The high view that Lewis takes of Bunyan’s abilities is perhaps well known. Perhaps a little more surprising would be these tributes from Chesterton.
“The Pilgrim’s Progress certainly exhibits all the marks of such a revival of primitive power and mystery . . . Nowhere, perhaps except in Homer, is there such a perfect description conveyed by the use of merely plain words” (Quoted in Belmonte, p. 205).
“Before the Puritans were swept off the scene for ever, they had done two extraordinary things. They had broken to pieces in plain battle on an English meadow the chivalry of a great nation, bred from its youth to arms. And they had brought forth from the agony a small book, called The Pilgrim’s Progress, which was greater literature than the whole contemporary culture of the great Renaissance, founded on three generations of the worship of learning and art” (Belmonte, p. 206).
To reapply Chesterton from another context, there are certain things a man might want to oppose, but honesty would constrain him to do it without patronizing. And I would argue that the monuments to Puritan literary achievements should be, at the very least, in that category.
“Reformation was less a shopping-list of demands than the choreography for a new dance” (Matheson, p. 9).

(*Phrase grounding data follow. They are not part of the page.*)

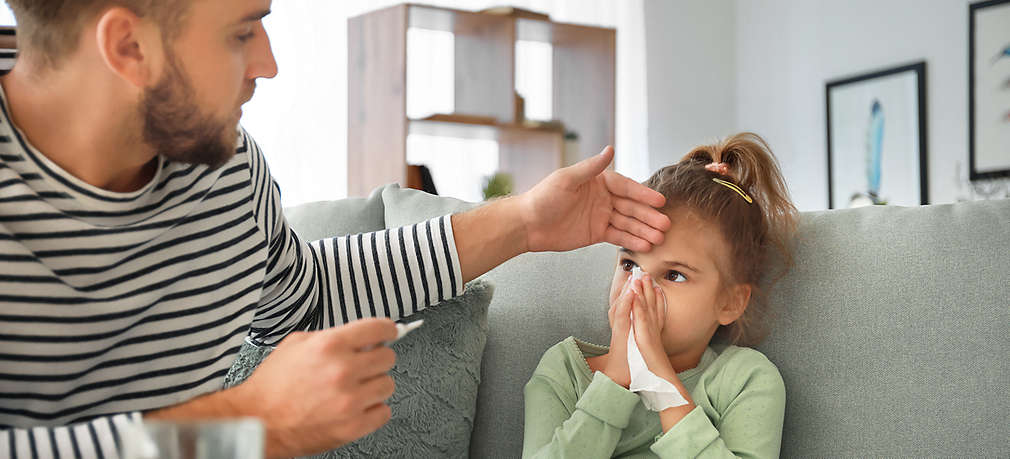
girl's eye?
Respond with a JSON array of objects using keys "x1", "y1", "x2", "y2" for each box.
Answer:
[
  {"x1": 620, "y1": 259, "x2": 637, "y2": 272},
  {"x1": 666, "y1": 270, "x2": 687, "y2": 283}
]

All of this has applications for our own time.
“The new vogue for dialogue, satire and narrative history gave priority to story-telling, to the via rhetorica over the via dialectica; conversation, intuition and empathetic imagination took over from logic, paradox from syllogism, open disputations in the ‘public square’ from magisterial pronouncements behind closed doors. These are not just matters of style and form. They point to a fundamentally new way of perceiving and presenting the truth” (Matheson, The Imaginative World of the Reformation, p. 28).
When the Reformation broke out, as Matheson argues persuasively, it was a revolution of the imagination. It was not a matter of one dusty scholastic replacing another, but rather scholastic bores being replaced by the poets and prophets. This state of affairs describes wonderfully the first century (more or less) of the Reformation. Elizabethan Puritans, Tyndale, Luther, and countless others—these men were alive to the grace of God in everything; they were holy, and mischievous. Read over Matheson’s description of the Reformation again. Dialogue. Satire. Narrative. Story-telling. Imagination.

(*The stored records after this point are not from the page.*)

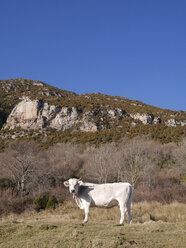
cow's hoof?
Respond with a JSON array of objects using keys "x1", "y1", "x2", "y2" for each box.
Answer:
[{"x1": 115, "y1": 223, "x2": 123, "y2": 226}]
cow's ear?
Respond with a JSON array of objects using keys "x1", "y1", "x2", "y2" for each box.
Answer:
[
  {"x1": 64, "y1": 181, "x2": 69, "y2": 187},
  {"x1": 78, "y1": 180, "x2": 83, "y2": 185}
]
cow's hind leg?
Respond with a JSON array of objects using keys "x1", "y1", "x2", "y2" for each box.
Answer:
[
  {"x1": 127, "y1": 189, "x2": 133, "y2": 224},
  {"x1": 127, "y1": 205, "x2": 132, "y2": 224},
  {"x1": 118, "y1": 200, "x2": 127, "y2": 225}
]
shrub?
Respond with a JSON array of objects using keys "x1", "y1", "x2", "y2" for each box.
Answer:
[
  {"x1": 33, "y1": 193, "x2": 58, "y2": 211},
  {"x1": 0, "y1": 178, "x2": 13, "y2": 189},
  {"x1": 46, "y1": 195, "x2": 58, "y2": 209},
  {"x1": 33, "y1": 193, "x2": 49, "y2": 211}
]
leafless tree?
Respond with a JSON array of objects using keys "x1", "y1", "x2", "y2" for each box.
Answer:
[
  {"x1": 47, "y1": 143, "x2": 84, "y2": 182},
  {"x1": 84, "y1": 143, "x2": 118, "y2": 183},
  {"x1": 113, "y1": 137, "x2": 153, "y2": 187},
  {"x1": 173, "y1": 138, "x2": 186, "y2": 170},
  {"x1": 0, "y1": 141, "x2": 48, "y2": 197}
]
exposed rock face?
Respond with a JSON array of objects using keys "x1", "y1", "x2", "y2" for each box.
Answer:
[
  {"x1": 4, "y1": 98, "x2": 128, "y2": 132},
  {"x1": 153, "y1": 117, "x2": 162, "y2": 124},
  {"x1": 79, "y1": 119, "x2": 98, "y2": 132},
  {"x1": 130, "y1": 113, "x2": 154, "y2": 124},
  {"x1": 107, "y1": 108, "x2": 126, "y2": 118},
  {"x1": 43, "y1": 105, "x2": 80, "y2": 130},
  {"x1": 165, "y1": 119, "x2": 186, "y2": 127},
  {"x1": 33, "y1": 82, "x2": 44, "y2": 86},
  {"x1": 5, "y1": 97, "x2": 101, "y2": 132},
  {"x1": 79, "y1": 111, "x2": 98, "y2": 132},
  {"x1": 4, "y1": 97, "x2": 82, "y2": 131},
  {"x1": 4, "y1": 97, "x2": 186, "y2": 133},
  {"x1": 5, "y1": 98, "x2": 42, "y2": 129},
  {"x1": 165, "y1": 119, "x2": 178, "y2": 127},
  {"x1": 180, "y1": 121, "x2": 186, "y2": 127},
  {"x1": 41, "y1": 91, "x2": 63, "y2": 97}
]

Whatever would we do if the spirit of the reformation broke out once again in our Reformed churches of today. I suspect that the curators would do everything in their power to get it all back into the museum cases. If there were to be another Reformation today, who would be the dialecticians resisting it? Who would be the imaginative poets promoting it? What would they be called? What would they be called three centuries after the fact?